Unfortunately for those who hold this position, the facts of child language, as we can observe it each day in the behavior of our own children, do not fit this abrupt scenario. While it is true that children frequently appear to achieve complex syntax with enviable speed, they do not move from proto-language to full syntax in a few months, let alone in a single day. Two factors give us an illusion of much greater speed in language learning than the evidence can support.
First, an important part of language learning takes place silently, well before children actually produce the forms they have learned. It would be reckless to ignore the confidence of all parents that their children understand far more than they can say. Their level of understanding during the period before they use multiword sentences points to the priority of comprehension. Producing a syntactic construction should be looked upon as only the final stage in a long developmental process.

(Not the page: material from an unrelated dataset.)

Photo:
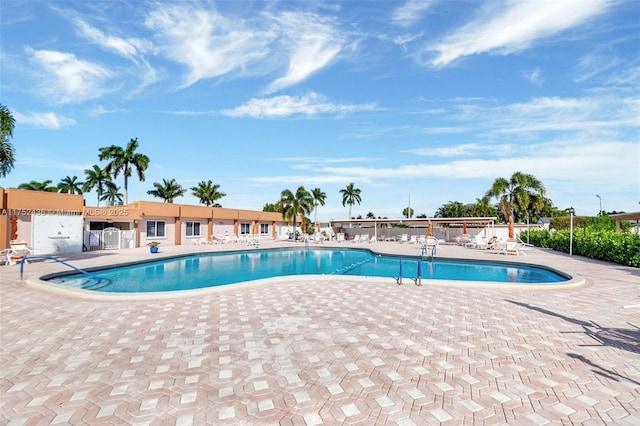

Second, syntactic learning continues well beyond the age of five. The illusion of the mature five-year-old is probably due to the fact that children of this age have generally overcome the imperfect phonology of their earlier years and no longer make the obvious morphological errors of younger children. The speak with few obvious mistakes, but they avoid syntactic mistakes by the simple expedient of avoiding complex syntactic constructions, not by knowing all there is to know about syntax.
If syntax starts to be learned months before it appears in production, and if it continues to be learned well past the age of five, its acquisition is not as magically fast as it sometimes seems. Partial syntax of many levels of complexity is there to be observed in our own children. If partial syntax is so evident in our own children, I see no reason to doubt the possibility of partial syntax, of many levels of complexity, among our early ancestors.
I do not mean to imply that ontogeny recapitulates phylogeny. The slow growth of language in children does not require us to believe in the slow development of language in prehistory. I mean only to insist that one cannot use the evidence of children to support the opposite claim, the odd notion that syntax had to develop abruptly in our ancestors because a partial syntax is impossible.